¿En qué se puede parecer el interior de un reloj clásico a la iglesia?
Ruedas pequeñas, dentadas, encajadas unas con otras. Basta imaginar qué ocurriría si una pieza tirara hacia adelante y otra hacia atrás: el reloj terminaría atascado. Cada persona y cada tarea de la iglesia es una de esas ruedas, y todas tienen que estar en plena coordinación para que el proyecto de Dios funcione. Por eso hay algo que conviene evitar: que el trabajo se haga por competencia, por rivalidad, por oposición o por una mentalidad personal.
¿Y qué permite que las piezas giren sin desgastarse unas contra otras? El aceite. En un motor, los pistones bajan, se mojan en el aceite y funcionan; cuando falta y el motor se calienta, las piezas se agarrotan y todo se detiene. Ahí está la imagen: hay que bajar continuamente a mojarse en el aceite para poder funcionar con gente tan diferente y tan distinta como nosotros. Si dejamos de hacerlo, tarde o temprano aparecen las rivalidades y los enfrentamientos, y el mecanismo se para.

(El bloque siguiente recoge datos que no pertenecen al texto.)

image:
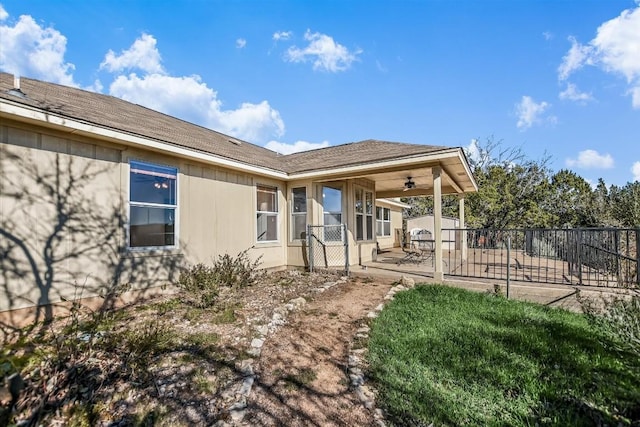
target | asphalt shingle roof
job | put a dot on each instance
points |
(117, 114)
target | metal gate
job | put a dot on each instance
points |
(328, 247)
(586, 256)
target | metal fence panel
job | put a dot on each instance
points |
(585, 256)
(328, 247)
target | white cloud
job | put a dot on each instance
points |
(326, 54)
(3, 13)
(530, 112)
(473, 151)
(615, 49)
(296, 147)
(142, 55)
(635, 96)
(577, 57)
(591, 159)
(572, 93)
(282, 35)
(635, 170)
(191, 99)
(186, 97)
(29, 49)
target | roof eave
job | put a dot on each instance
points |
(33, 115)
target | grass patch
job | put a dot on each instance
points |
(202, 339)
(226, 315)
(453, 357)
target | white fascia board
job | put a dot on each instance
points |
(34, 115)
(373, 167)
(394, 203)
(465, 162)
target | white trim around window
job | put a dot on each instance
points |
(298, 213)
(267, 214)
(153, 206)
(364, 214)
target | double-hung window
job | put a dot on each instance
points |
(153, 205)
(298, 212)
(364, 214)
(383, 221)
(267, 213)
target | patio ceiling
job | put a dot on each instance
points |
(389, 177)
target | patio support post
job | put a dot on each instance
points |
(463, 231)
(438, 276)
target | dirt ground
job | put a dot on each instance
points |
(302, 372)
(300, 376)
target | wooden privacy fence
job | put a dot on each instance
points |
(580, 256)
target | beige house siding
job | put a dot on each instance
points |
(82, 186)
(392, 241)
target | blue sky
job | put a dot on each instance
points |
(561, 77)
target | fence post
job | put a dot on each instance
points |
(345, 242)
(310, 246)
(638, 256)
(508, 265)
(579, 255)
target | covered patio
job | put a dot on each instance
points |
(379, 170)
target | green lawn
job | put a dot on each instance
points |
(454, 357)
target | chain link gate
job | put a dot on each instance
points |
(328, 247)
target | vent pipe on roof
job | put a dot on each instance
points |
(16, 91)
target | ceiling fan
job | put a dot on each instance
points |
(409, 184)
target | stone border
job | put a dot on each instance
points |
(366, 394)
(238, 410)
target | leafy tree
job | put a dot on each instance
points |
(512, 188)
(625, 204)
(570, 201)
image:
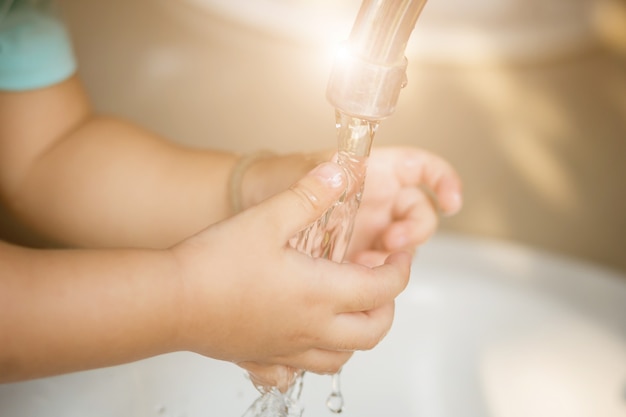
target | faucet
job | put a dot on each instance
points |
(370, 70)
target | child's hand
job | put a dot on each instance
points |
(405, 189)
(253, 300)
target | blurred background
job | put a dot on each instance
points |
(527, 99)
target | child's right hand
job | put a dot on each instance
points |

Ese aceite es el Espíritu de Dios. No hay otra forma de funcionar desde nuestra diversidad, ni de salir después a la calle a llevar luz. Porque la sal que no sala no sirve para nada, y la luz que no alumbra a un mundo en tinieblas, tampoco.
Pablo lo pedía así: «Que vuestro amor abunde aún más y más en ciencia y en todo conocimiento, para que aprobéis lo mejor, a fin de que seáis sinceros e irreprensibles para el día de Cristo» (Filipenses 1:9-10). Y en Efesios recuerda que todo el edificio, bien coordinado, va creciendo para ser un templo santo en el Señor. El fundamento es Cristo, y eso es innegociable; la coordinación, en cambio, depende de cada uno.

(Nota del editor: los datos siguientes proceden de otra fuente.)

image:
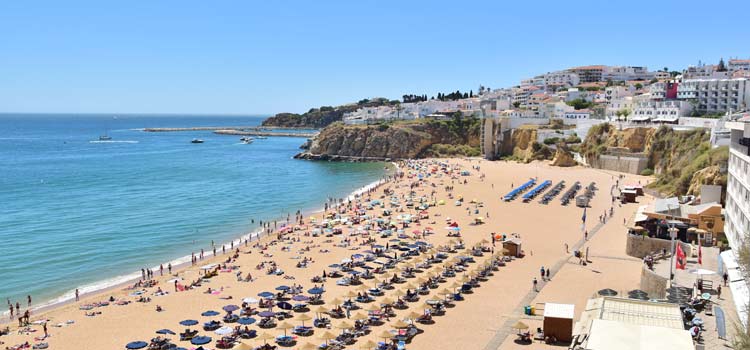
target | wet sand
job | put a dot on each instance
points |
(476, 323)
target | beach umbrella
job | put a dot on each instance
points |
(359, 316)
(300, 297)
(303, 318)
(399, 324)
(246, 321)
(265, 337)
(188, 322)
(136, 345)
(701, 272)
(385, 334)
(413, 315)
(224, 330)
(520, 326)
(344, 324)
(316, 291)
(285, 326)
(308, 346)
(230, 308)
(387, 301)
(200, 340)
(284, 305)
(242, 346)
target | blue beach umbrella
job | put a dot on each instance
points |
(246, 321)
(266, 314)
(136, 345)
(316, 291)
(230, 308)
(300, 297)
(200, 340)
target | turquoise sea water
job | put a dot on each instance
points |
(80, 214)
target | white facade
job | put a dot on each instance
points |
(563, 78)
(716, 95)
(738, 65)
(664, 111)
(737, 213)
(619, 104)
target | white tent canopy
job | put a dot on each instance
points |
(613, 335)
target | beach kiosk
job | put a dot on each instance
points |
(513, 246)
(558, 321)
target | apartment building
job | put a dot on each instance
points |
(716, 95)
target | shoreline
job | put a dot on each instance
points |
(180, 264)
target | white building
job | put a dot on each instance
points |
(617, 92)
(660, 111)
(561, 78)
(619, 104)
(716, 95)
(737, 209)
(738, 65)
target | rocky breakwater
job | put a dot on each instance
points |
(399, 140)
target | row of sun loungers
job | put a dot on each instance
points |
(513, 194)
(553, 192)
(570, 193)
(536, 191)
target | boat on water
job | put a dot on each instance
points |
(247, 140)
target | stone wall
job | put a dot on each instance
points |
(639, 246)
(632, 164)
(653, 284)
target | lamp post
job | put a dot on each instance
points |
(672, 235)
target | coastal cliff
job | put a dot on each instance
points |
(397, 140)
(681, 160)
(321, 117)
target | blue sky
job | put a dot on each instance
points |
(243, 57)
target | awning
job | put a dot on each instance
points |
(741, 295)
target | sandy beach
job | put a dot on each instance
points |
(481, 321)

Los relojes de antes había que darles cuerda. Si no se les daba, se paraban; y cuando se paraban, se llevaban al relojero, que los abría y miraba qué pieza había dejado de girar.
Queda entonces una pregunta: qué ruedecita de ese mecanismo quiero ser yo. Todas son necesarias, y si faltara una, por pequeña que fuera, el mecanismo no funcionaría. Si necesitas que Dios te dé cuerda para volver a andar, baja al aceite.